Twisted his arm behind his back? Pulled a torture technique on his fingers? I really don’t know…I wasn’t equipped with skills in martial arts.
But, yes, the first time he ever laid his hands on me…I would have loved to take him down with a swift Jiu-Jitsu hold. Some people are simply unwilling to “talk things out.” Certain assailants only understand brute force.
And what if Luke had never moved away? We’d have eventually been in middle school together. After our Third Grade fight, could Luke and I have somehow become “friend-adjacent” (if not outright friends), once our respective interests or personalities proceeded to evolve and mature?
If you have to shower next to someone after gym class, it’s a lot more difficult to treat them like shit.
Let’s say I could have transplanted my present-day brain back into the body of my nine-year-old self. As Mr. Yakes admonished me and Luke for fighting — and, in the process, essentially gaslit me — a stronger version of me would have stood up for myself to HIM.

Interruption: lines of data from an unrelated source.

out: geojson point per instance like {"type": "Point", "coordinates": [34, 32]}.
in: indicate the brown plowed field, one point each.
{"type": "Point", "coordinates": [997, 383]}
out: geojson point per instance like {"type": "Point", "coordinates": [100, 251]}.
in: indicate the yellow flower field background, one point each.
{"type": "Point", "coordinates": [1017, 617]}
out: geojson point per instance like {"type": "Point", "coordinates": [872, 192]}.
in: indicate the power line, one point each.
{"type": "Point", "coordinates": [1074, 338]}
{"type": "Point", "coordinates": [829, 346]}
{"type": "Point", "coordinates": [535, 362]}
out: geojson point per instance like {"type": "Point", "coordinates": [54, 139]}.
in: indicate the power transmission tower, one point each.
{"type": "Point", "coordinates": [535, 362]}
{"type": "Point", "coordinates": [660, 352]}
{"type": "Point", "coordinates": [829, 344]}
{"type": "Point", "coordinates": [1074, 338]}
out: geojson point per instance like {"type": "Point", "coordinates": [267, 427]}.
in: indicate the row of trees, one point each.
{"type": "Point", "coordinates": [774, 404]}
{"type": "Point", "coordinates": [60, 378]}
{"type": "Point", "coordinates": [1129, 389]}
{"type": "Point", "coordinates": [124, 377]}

“Sure, tell my parents what happened. See how they react, when they learn that your inattentive faculty allows shit like this to happen to ‘good kids’ like myself. If you fail in your job to protect me, then you can’t complain when I sink my fangs into the flesh of an aggressor.”
I’m sure that some readers will accuse me of succumbing to the conventions of toxic masculinity. You may claim I’m doing all boys a disservice if I decline to take the high road. By failing to use nonviolent conflict resolution methods.
But “the high road” sometimes gets demolished. Just ask the Ukrainians.
This article is solely for informational purposes and represents the writer’s personal opinion. Please seek professional advice if required.